El problema de dar fe antes de que se haya ganado

Extender confianza antes de que alguien la haya demostrado no es generosidad. Es un error de gestión con consecuencias concretas para tu negocio.

La fe es barata cuando es tuya.

Decides creer en alguien antes de que te haya dado razones objetivas para creer. Lo llamas intuición. Lo llamas apostar por las personas. Lo llamas dar oportunidades. Y a veces funciona. A veces la persona que apostaste en ella sin razones suficientes se convierte en el mejor movimiento que hiciste.

Pero a veces no. A veces la apuesta se convierte en un problema que tardas meses en limpiar. Y cuando miras atrás, ves que la señal de alarma estaba desde el principio. Solo decidiste no verla porque preferías creer que habías encontrado a alguien bueno.

El coste de dar fe antes de tiempo no es solo el fracaso de esa persona. Es el coste de haber reorganizado tu negocio en torno a una expectativa que no se materializó.

¿Por qué los emprendedores dan fe demasiado rápido?

Hay varias razones. La más obvia es la necesidad.

Cuando llevas meses solo, cuando el negocio depende solo de ti y estás cansado de eso, llega alguien que parece bueno y tu cerebro lo magnifica. La necesidad distorsiona el juicio. No ves a la persona que tienes delante - ves la solución que necesitas. Y proyectas sobre esa persona todas las cualidades que necesitas que tenga.

Con TDAH, esto se amplifica. Tu cerebro entra en modo hiperfoco sobre las posibilidades. Ves el potencial, no la evidencia. Y una vez que estás emocionado con alguien, la capacidad de evaluación crítica se va a otra parte. Pasas de "a ver qué es capaz de hacer" a "ya sé cómo vamos a trabajar juntos" en una conversación.

Luego hay una razón más sutil: confundes el deseo de confiar con evidencia de que se puede confiar. La persona que te cae bien, que habla bien, que tiene energía - esa persona te genera ganas de confiar. Y las ganas de confiar se convierten en confianza sin que haya pasado nada que la justifique.

¿Cuáles son los síntomas de haber dado fe demasiado pronto?

Los reconoces en retrospectiva, casi siempre.

Reorganizaste trabajo o reduciste tu atención sobre algo porque esperabas que esa persona lo cubriera. Y entonces esa persona no lo cubrió.

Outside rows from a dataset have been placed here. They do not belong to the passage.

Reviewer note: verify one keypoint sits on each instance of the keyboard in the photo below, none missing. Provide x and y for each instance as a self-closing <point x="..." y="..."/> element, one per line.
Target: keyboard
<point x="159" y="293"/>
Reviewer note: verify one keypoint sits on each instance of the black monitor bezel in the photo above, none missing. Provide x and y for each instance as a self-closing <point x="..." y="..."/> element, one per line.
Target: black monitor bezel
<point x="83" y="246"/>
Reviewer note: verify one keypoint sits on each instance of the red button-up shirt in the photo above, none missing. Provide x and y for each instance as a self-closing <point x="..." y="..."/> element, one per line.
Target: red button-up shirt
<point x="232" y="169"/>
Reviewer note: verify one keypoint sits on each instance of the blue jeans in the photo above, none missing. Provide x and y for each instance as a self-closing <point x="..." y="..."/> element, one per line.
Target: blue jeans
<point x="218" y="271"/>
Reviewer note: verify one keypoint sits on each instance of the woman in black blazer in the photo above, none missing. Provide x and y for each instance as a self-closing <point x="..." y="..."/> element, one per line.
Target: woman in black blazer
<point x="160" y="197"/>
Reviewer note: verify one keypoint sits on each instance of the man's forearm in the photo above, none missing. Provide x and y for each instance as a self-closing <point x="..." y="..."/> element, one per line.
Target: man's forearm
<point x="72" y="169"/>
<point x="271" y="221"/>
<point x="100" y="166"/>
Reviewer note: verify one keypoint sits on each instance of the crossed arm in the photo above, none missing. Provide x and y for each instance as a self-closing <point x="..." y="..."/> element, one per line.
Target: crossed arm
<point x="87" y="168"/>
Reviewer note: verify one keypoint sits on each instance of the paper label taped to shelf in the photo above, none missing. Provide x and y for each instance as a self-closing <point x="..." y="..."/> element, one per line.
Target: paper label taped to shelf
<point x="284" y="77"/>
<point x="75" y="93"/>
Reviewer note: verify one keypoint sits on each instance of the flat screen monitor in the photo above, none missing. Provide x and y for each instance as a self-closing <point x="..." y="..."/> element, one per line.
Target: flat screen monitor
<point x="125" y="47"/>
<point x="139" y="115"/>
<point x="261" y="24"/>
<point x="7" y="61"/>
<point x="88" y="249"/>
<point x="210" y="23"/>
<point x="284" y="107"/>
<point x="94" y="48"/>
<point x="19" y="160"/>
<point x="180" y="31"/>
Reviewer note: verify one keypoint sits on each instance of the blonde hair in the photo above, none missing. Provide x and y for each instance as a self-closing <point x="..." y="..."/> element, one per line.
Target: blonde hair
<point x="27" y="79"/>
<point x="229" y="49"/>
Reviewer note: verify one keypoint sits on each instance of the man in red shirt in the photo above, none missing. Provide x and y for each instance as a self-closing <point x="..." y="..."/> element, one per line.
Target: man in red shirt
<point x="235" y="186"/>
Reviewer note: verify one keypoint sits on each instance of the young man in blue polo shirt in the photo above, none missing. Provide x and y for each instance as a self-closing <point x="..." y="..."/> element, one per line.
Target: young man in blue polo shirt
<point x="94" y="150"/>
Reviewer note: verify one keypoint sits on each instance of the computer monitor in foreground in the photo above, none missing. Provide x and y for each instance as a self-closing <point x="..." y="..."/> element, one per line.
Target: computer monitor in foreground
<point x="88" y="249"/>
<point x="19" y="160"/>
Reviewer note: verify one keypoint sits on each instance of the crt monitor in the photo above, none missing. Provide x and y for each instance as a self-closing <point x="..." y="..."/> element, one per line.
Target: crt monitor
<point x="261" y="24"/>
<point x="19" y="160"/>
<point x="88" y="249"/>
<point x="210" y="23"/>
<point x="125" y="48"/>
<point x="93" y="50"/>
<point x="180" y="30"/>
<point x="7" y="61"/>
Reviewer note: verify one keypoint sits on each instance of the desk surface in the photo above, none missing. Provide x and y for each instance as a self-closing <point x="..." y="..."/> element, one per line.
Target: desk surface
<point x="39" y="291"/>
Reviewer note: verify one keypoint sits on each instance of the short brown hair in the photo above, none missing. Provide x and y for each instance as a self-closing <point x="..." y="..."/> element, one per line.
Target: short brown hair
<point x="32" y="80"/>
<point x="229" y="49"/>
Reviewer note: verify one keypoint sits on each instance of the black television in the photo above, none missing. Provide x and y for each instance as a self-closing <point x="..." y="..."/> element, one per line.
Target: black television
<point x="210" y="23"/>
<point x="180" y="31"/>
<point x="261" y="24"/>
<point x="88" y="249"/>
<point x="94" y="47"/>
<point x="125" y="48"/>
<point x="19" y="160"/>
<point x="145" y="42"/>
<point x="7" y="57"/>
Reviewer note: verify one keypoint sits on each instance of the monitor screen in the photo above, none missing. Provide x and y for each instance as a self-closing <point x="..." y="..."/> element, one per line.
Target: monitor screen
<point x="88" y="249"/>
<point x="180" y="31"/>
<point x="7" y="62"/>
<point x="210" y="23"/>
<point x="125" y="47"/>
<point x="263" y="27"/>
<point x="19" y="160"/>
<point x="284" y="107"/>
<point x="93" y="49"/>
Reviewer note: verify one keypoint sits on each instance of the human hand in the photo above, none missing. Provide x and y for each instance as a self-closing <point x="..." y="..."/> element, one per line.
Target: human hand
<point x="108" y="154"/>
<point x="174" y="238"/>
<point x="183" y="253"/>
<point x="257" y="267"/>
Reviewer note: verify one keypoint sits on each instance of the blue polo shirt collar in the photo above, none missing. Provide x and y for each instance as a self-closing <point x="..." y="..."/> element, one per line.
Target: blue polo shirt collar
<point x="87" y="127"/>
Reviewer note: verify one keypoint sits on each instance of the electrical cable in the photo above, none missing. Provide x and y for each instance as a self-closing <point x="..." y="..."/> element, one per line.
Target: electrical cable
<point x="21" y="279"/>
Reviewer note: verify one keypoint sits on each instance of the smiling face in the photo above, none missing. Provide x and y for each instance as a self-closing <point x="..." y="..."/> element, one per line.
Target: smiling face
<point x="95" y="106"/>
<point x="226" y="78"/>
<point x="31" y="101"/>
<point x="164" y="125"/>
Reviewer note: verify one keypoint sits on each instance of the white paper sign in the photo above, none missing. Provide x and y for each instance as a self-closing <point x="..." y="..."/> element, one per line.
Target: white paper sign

Compartiste información o accesos antes de tener ningún entregable verificado de esa persona. Lo hiciste para facilitar su trabajo. Fue generoso. Tal vez también fue prematuro.

Defendiste públicamente a esa persona - con clientes, con tu red, con otros colaboradores - antes de tener suficiente historial para hacerlo con base. Pusiste tu reputación al servicio de alguien cuya reputación todavía no habías podido verificar.

Cualquiera de esos movimientos, hechos demasiado pronto, te pone en una posición difícil si la persona no cumple.

¿Cómo cambias el patrón sin volverte un paranoico?

El objetivo no es dejar de confiar. Es hacer que la confianza siga la evidencia, no la preceda.

Pequeños entregables primero. Antes de dar acceso, responsabilidad o reputación, das una tarea pequeña con consecuencias manejables. No como prueba de fuego, sino como primera pieza de información real sobre cómo trabaja esa persona. Cómo pregunta, cómo entrega, cómo gestiona el fallo si falla.

Eso te da datos. Y los datos son mejores que la intuición cuando la intuición está contaminada por la necesidad.

La segunda cosa: define de antemano qué nivel de acceso o responsabilidad implica qué nivel de confianza demostrada. No lo improvises cada vez. Tenlo como estructura. Así cuando llega alguien nuevo, no tienes que decidir en caliente cuánto le das - ya está decidido. Y eso te protege de tus propios impulsos en los momentos en que estás más necesitado de solución.